Carla tem 15 anos. Sabe fazer tudo da renda renascença, menos a malha, segundo ela. Aprendeu com a mãe, Alexandra, que estava ao lado dela enquanto conversamos em sua casa.
Por Luiza Maretto
Caminhando pela cidade, buscando, com indicações variadas: nome do bairro na cabeça, perguntamos na rua…vira, sobe, volta e avistamos uma casa, entre outras, cheia de mulheres: irmãs, primas, meninas e mulheres. Olha, ali, todas fazem renda! Mulheres trabalhando sustentando a casa. A renda alimenta. Muitas idades, muitas histórias.
Ela tem pouca idade, já colheu em plantação, ajuda em casa, e faz renascença todas as manhãs. Estuda na escola à tarde. Gosta de matemática e tem sonhos, um deles é ser professora. Quer ensinar o que aprende: cada idade, tem muita vida pra trocar. Planta que vai crescendo com o compromisso de ajudar a cuidar do jardim.
Na sala estão a mãe, os irmãos mais novos e nós, escutando. De uma mulher para outra, de menina para mulher… Entre histórias vividas e (re)lembradas, a chuva molha as roupas enquanto conversamos. A mãe vai recolher. A água molha suave, e também pode encharcar. Assim, um pequeno cão aparece para acarinhar a todos que estão ali!
Sua almofada de fazer renda tem capa de proteção, feita por ela mesma. Da manga da camisa tira a linha e desmancha muitos novelos, vai nos ensinando os aprendizados que teve até aquele dia, e fala sobre outros que ainda virão. Realidades, sonhos, dores e belezas. Passado, presente, futuro. A história da avó, da mãe, da filha…as brincadeiras mudam, os livros são trazidos pra casa, e o trabalho? A filha ensina a mãe, a mãe ensina a filha, uma pela outra. Todo o dia fazendo renda, a renda fazendo o dia. Até quando?
História de uma, história de muitas. Cada renda, muita vida. Cada vida, muita renascença. Contar e reconhecer os diferentes pontos importa. E registrar: alguém pergunta, alguém fala, alguém escuta…todas compartilhamos. Escutar vida que existe importa, histórias mais que necessárias pra molhar a terra seca e (re)nascer flor. Todo dia.
Assim, na sala da casa delas, naquele encontro, cada uma de nós compartilha a idade que tem. Jovens senhoras meninas mulheres, brasileiras.

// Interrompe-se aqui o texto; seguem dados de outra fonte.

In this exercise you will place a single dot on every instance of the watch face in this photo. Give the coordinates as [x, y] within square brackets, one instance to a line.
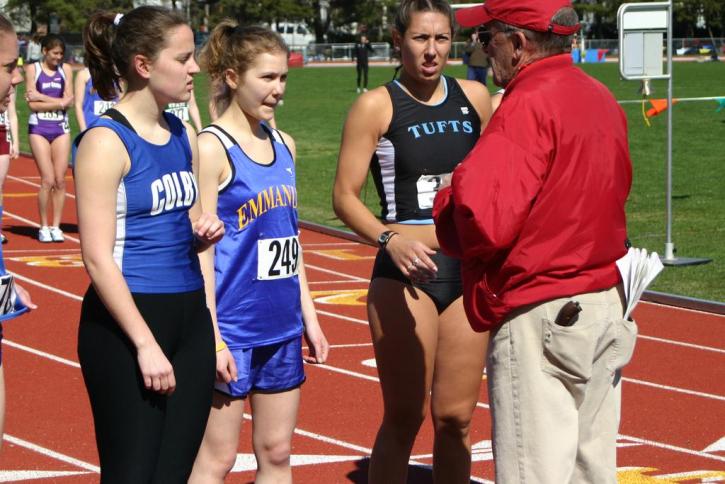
[383, 238]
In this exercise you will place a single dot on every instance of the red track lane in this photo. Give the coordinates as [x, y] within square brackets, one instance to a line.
[673, 404]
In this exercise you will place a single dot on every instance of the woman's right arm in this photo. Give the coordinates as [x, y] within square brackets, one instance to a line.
[96, 187]
[366, 122]
[80, 93]
[213, 168]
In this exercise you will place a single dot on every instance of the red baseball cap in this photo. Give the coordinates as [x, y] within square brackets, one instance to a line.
[526, 14]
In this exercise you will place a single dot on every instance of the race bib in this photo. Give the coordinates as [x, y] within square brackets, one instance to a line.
[180, 110]
[101, 106]
[10, 306]
[278, 258]
[428, 186]
[52, 116]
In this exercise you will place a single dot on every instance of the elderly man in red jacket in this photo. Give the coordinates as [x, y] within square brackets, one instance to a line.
[536, 213]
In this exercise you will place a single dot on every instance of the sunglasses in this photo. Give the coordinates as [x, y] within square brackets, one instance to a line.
[485, 36]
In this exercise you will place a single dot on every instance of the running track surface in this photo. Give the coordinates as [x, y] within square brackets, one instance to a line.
[673, 418]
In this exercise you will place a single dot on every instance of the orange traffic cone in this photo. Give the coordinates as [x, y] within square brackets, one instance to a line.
[658, 106]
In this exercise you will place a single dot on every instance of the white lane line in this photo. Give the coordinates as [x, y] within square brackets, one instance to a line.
[36, 225]
[675, 389]
[363, 376]
[50, 356]
[51, 453]
[340, 316]
[341, 274]
[36, 185]
[682, 309]
[45, 286]
[679, 99]
[674, 448]
[367, 377]
[680, 343]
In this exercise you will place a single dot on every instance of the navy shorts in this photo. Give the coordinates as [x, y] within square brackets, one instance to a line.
[273, 368]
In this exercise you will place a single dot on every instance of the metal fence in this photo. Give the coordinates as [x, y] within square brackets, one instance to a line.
[383, 51]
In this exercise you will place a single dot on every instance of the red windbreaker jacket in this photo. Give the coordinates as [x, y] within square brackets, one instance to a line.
[536, 210]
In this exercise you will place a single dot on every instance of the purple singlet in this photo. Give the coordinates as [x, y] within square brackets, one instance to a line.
[49, 124]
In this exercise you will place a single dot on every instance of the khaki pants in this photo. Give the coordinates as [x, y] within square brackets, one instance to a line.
[555, 391]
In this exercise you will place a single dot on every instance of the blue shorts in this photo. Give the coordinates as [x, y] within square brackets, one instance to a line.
[273, 368]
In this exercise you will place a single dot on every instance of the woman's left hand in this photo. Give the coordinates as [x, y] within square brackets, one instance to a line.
[32, 96]
[208, 228]
[318, 347]
[24, 297]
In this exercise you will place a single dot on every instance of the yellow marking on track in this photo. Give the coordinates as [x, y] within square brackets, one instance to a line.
[343, 297]
[341, 254]
[73, 260]
[647, 475]
[20, 194]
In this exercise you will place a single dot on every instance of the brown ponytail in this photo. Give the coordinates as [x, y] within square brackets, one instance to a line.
[110, 46]
[235, 47]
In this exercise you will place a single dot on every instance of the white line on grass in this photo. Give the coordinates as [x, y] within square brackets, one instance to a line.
[680, 343]
[36, 185]
[336, 273]
[51, 453]
[678, 99]
[50, 356]
[36, 225]
[364, 450]
[675, 389]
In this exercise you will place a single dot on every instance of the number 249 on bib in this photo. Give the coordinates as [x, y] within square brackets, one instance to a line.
[278, 258]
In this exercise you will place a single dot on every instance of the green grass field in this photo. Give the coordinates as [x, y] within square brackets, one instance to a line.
[317, 101]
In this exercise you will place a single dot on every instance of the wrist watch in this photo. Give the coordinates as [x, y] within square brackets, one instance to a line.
[385, 237]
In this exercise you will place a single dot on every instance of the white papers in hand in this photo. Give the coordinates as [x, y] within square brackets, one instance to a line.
[638, 270]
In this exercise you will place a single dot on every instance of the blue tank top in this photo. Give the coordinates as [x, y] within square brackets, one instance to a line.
[256, 263]
[154, 245]
[93, 105]
[53, 86]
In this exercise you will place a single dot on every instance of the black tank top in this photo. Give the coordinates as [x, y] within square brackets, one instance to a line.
[422, 144]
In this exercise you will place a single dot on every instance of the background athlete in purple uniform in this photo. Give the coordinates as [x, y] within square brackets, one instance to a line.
[49, 94]
[89, 105]
[9, 78]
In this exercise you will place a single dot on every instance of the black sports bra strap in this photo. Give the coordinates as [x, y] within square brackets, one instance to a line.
[116, 115]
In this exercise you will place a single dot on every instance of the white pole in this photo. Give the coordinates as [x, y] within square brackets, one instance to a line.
[669, 245]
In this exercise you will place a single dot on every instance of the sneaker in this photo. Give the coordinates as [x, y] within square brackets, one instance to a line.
[44, 234]
[56, 234]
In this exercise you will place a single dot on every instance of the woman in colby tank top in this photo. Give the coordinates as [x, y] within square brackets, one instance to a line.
[145, 339]
[49, 94]
[410, 134]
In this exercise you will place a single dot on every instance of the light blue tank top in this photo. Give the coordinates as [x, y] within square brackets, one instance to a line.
[154, 245]
[257, 261]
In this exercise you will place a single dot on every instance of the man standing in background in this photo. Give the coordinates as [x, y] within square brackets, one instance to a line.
[536, 214]
[360, 52]
[477, 60]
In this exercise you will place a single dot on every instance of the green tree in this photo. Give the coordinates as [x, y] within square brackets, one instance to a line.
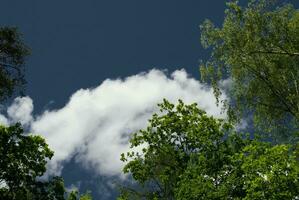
[257, 48]
[186, 154]
[23, 161]
[13, 52]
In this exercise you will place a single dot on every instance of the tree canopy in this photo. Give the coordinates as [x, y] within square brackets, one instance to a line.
[257, 49]
[13, 52]
[189, 155]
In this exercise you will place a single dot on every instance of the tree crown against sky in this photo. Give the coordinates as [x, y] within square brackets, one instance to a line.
[257, 49]
[23, 156]
[13, 52]
[189, 155]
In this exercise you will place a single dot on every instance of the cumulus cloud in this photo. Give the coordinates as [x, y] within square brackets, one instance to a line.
[94, 126]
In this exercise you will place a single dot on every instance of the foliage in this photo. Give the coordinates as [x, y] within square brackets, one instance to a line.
[257, 48]
[23, 161]
[12, 55]
[74, 195]
[189, 155]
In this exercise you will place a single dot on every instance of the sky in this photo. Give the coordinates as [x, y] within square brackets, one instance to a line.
[97, 63]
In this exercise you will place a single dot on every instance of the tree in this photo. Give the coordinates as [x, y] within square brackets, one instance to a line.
[23, 161]
[189, 155]
[257, 48]
[12, 56]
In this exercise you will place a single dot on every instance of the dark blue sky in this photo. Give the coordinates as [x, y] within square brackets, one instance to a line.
[77, 44]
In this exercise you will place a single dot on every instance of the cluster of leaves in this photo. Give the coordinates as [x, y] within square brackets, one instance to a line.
[257, 48]
[23, 160]
[13, 52]
[189, 155]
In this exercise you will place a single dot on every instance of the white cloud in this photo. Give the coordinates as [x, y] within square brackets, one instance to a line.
[95, 124]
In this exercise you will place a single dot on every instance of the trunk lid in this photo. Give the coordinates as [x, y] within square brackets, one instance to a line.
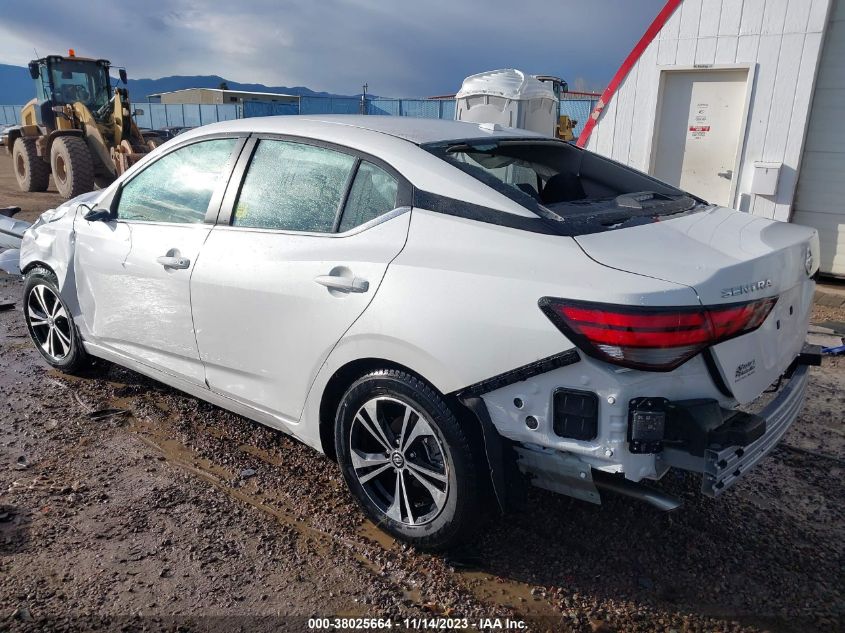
[728, 257]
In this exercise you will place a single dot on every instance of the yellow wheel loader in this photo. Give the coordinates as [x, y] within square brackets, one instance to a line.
[77, 127]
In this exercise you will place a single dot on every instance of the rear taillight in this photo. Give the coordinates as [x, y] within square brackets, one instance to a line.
[655, 339]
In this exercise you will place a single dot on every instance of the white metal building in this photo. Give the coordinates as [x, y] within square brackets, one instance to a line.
[740, 102]
[219, 95]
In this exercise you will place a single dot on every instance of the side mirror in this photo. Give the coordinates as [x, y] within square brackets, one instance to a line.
[98, 215]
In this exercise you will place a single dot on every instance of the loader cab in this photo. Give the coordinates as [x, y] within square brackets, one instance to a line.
[63, 81]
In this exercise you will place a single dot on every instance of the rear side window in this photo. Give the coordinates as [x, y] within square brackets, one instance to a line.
[178, 186]
[373, 193]
[294, 187]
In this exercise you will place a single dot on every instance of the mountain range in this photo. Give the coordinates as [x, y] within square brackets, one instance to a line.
[16, 86]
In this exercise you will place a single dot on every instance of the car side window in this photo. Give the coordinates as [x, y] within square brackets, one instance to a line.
[293, 186]
[178, 186]
[373, 193]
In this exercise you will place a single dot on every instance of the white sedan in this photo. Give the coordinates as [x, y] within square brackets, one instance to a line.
[449, 309]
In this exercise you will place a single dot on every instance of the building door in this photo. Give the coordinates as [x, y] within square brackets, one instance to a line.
[821, 181]
[699, 124]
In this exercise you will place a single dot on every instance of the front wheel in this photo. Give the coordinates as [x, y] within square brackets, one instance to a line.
[31, 172]
[50, 323]
[72, 165]
[407, 460]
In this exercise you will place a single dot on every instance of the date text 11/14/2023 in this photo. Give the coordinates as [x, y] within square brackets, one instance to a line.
[416, 624]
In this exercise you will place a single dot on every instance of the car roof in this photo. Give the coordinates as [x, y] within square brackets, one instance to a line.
[415, 130]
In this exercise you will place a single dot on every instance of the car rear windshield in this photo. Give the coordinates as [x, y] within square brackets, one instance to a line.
[559, 181]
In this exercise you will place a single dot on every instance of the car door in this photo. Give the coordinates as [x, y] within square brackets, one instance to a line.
[298, 254]
[133, 271]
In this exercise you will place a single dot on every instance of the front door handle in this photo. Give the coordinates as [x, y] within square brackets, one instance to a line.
[174, 262]
[344, 284]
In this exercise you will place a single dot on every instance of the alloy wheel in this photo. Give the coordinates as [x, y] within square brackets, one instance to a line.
[49, 322]
[399, 460]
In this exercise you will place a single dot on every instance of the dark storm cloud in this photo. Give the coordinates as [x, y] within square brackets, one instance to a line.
[399, 48]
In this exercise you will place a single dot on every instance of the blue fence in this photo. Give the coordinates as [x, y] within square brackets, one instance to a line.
[161, 115]
[267, 108]
[578, 110]
[10, 114]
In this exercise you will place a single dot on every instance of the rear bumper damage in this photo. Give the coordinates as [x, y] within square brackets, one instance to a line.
[722, 468]
[697, 436]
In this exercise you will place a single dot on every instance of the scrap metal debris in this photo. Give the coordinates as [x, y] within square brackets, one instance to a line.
[103, 414]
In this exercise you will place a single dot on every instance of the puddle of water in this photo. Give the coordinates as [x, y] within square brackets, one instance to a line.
[500, 591]
[486, 587]
[264, 456]
[369, 530]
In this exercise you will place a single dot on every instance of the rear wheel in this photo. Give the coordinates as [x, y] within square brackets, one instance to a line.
[73, 166]
[407, 460]
[50, 323]
[32, 173]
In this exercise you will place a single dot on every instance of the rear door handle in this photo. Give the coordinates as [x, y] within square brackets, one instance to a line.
[174, 262]
[344, 284]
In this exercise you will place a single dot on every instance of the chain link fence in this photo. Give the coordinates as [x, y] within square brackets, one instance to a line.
[160, 115]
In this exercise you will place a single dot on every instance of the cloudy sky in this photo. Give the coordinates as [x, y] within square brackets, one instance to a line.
[400, 48]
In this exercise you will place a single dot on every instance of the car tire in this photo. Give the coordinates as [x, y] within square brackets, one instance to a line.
[50, 323]
[419, 450]
[31, 172]
[72, 166]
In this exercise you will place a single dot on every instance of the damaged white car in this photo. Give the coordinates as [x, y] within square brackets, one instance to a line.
[443, 306]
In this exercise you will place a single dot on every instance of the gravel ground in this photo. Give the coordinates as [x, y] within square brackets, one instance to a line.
[180, 516]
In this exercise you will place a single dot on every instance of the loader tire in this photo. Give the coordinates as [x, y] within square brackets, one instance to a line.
[32, 173]
[73, 166]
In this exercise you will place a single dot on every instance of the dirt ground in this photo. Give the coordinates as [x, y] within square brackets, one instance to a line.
[31, 204]
[175, 515]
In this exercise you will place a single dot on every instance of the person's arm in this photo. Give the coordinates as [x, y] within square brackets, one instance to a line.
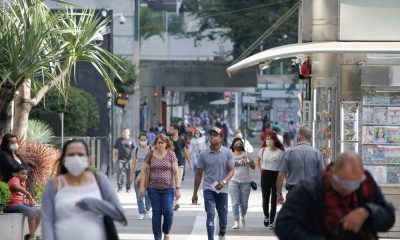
[47, 210]
[298, 211]
[109, 205]
[197, 181]
[175, 170]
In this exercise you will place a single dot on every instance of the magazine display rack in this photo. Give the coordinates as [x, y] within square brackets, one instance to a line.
[349, 129]
[380, 140]
[324, 106]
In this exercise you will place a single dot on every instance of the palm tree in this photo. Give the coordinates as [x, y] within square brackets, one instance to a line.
[39, 50]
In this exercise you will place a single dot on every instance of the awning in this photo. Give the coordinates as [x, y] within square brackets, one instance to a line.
[315, 47]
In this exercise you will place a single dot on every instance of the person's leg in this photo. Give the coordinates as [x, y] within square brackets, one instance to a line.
[221, 202]
[167, 209]
[155, 198]
[266, 191]
[209, 205]
[234, 192]
[274, 176]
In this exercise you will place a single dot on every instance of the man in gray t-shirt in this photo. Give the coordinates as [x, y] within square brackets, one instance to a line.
[299, 162]
[217, 165]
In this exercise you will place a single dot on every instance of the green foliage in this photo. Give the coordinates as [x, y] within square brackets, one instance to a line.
[39, 132]
[5, 195]
[245, 21]
[129, 76]
[81, 112]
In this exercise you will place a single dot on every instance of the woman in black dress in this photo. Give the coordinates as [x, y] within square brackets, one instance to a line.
[9, 158]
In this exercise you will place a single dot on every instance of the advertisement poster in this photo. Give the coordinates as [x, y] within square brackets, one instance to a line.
[380, 115]
[380, 135]
[394, 115]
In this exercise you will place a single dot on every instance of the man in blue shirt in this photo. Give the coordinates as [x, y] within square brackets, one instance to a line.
[217, 165]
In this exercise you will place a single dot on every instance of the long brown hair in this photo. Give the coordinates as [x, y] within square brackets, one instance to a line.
[275, 138]
[165, 139]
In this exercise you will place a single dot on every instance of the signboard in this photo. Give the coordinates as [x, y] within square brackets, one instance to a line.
[249, 99]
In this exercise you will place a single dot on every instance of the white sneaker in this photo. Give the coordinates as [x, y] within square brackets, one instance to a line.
[242, 222]
[149, 214]
[236, 225]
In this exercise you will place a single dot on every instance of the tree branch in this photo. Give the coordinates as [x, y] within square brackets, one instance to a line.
[42, 92]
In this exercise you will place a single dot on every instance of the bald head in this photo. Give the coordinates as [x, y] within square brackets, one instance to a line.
[348, 166]
[305, 134]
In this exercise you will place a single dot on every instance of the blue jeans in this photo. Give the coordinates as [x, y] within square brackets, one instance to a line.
[144, 204]
[239, 193]
[219, 201]
[162, 201]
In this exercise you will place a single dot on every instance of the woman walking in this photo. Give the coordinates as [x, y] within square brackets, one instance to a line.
[240, 184]
[76, 201]
[267, 161]
[138, 156]
[160, 176]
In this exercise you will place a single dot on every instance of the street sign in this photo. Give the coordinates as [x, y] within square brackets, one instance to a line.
[249, 99]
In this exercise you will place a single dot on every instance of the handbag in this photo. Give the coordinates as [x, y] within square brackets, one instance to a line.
[109, 226]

Para nos despedir, o cãozinho vem brincando emaranhado em nossos pés, com carinho.
Menina, tu ensinas a fazer renda e também a resistir! O teu fazer tem valor. Tu sabes! Mas é bom que outros saibam também.
Narrativa
Eu, muito pequenininha, ia colher também
Depois que eu nasci eu já mudei tanto de casa que perdi até as conta. Eu fui pra Petrolina. Passei sete anos morando lá.
Assim, que logo após que minha mãe teve a menina mais nova, Carol, a gente foi embora pra Petrolina. Aí, com sete anos depois, a gente foi voltou pra cá. Porque lá (em Petrolina) era melhor de trabalho. (Gostava mais) Da plantação. Que eu, muito pequenininha, ia colher também.
Eu não quero (voltar) nem a pau. Minha família… Que eu tenho lá só mora três tia, só. Por parte de pai, mesmo assim. Aí não adianta nada eu ir pra lá pra ficar pela casa dos outros. É melhor ficar aqui (em Poção). É, a convivência por aqui. Com a família, amigos.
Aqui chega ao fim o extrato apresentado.